Today we are going to talk about Kafka, mainly to introduce you to Kafka and to talk about some important concepts and issues in Kafka.

When we often mention Kafka now, we already default that it is a very good message queue, and we often compare it to RocketMQ and RabbitMQ. I think the main advantages of Kafka over other message queues are as follows:

Extreme performance: based on Scala and Java language development, the design uses a large number of batch processing and asynchronous ideas, up to tens of millions of messages per second.
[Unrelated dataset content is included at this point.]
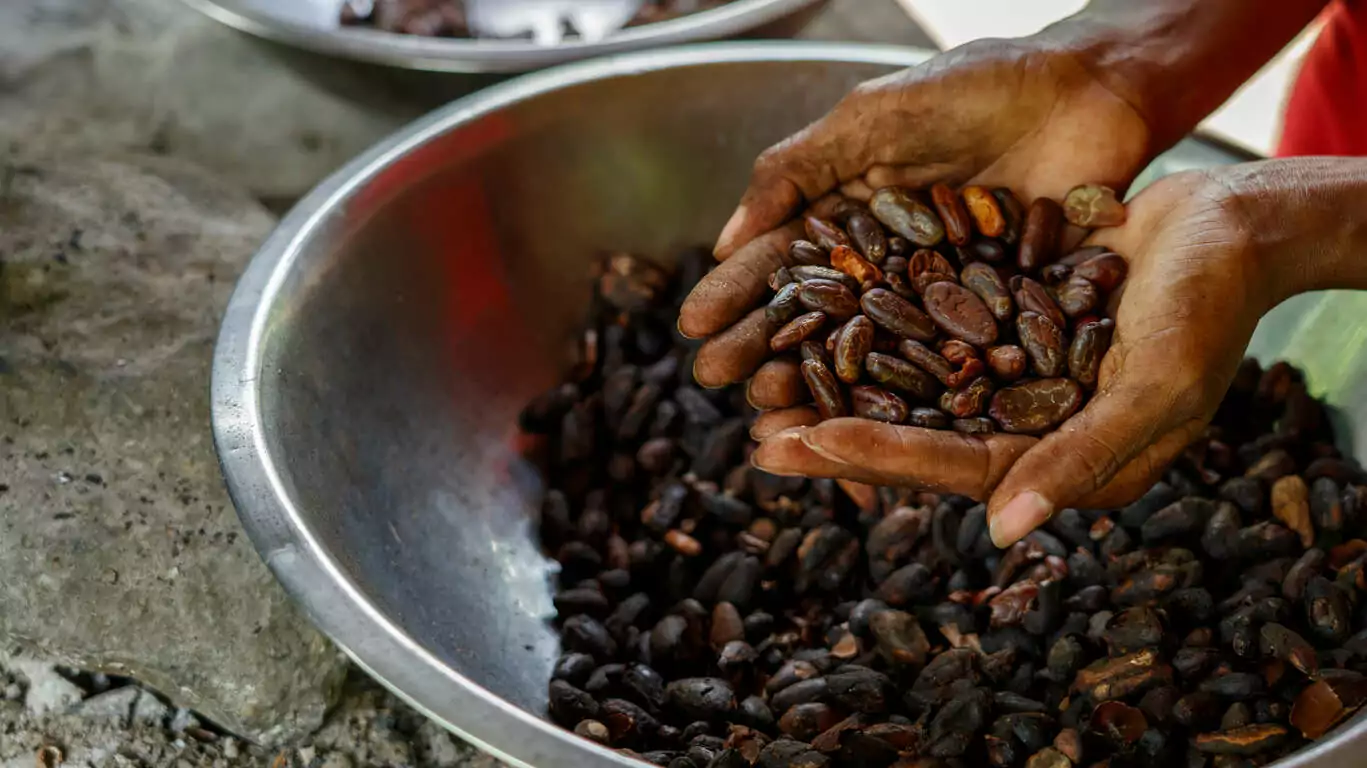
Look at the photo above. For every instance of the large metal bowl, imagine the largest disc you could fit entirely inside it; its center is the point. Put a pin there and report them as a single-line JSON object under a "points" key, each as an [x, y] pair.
{"points": [[313, 25], [379, 346]]}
Ecosystem compatibility is unmatched: Kafka has one of the best compatibility with surrounding ecosystems, especially in the field of big data and flow computing.

In fact, in the early days, Kafka was not a qualified message queue, and the early Kafka was like a ragged child in the message queue field, with incomplete functions and some minor problems such as missing messages, not ensuring the reliability of messages, and so on. Of course, this also has a lot to do with the fact that LinkedIn first developed Kafka to deal with massive logs. Haha, people didn't want to be used as message queues in the first place, but who knew they had a place in the field of message queues by mistake.
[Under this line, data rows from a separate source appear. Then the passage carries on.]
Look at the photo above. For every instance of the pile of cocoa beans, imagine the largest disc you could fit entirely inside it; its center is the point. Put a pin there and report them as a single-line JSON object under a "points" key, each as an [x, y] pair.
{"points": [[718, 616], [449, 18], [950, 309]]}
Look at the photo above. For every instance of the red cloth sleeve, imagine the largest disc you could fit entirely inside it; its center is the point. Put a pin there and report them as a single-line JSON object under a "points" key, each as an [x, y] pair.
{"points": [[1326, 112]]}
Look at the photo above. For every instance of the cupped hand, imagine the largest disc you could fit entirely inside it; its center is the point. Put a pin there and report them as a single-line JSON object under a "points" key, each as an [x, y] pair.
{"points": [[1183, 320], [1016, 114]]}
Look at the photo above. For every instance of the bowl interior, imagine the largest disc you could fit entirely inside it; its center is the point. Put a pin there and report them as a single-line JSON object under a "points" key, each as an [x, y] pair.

With the follow-up development, these shortcomings have been gradually repaired and improved by Kafka. So * * the idea that Kafka is unreliable as a message queue is out of date! * *

First acquaintance of Kafka

First, let's take a look at the introduction to the official website, which should be the most authoritative and real-time. It doesn't matter if it's English. I've extracted all the important information for you.

We can get the following information from the official introduction:

Kafka is a distributed streaming platform. What on earth does this mean?

The streaming platform has three key functions:

Message queuing: publish and subscribe to message flows, which is similar to message queues, which is why Kafka is also classified as message queues.

Fault-tolerant persistence stores recorded message flows: Kafka persists messages to disk, effectively avoiding the risk of message loss.

Streaming platform: processes when messages are published, and Kafka provides a complete library of streaming classes.

There are two main application scenarios for Kafka:

Message queuing: establish a real-time streaming data pipeline to reliably obtain data between systems or applications.

Data processing: build real-time stream data handlers to convert or process data streams.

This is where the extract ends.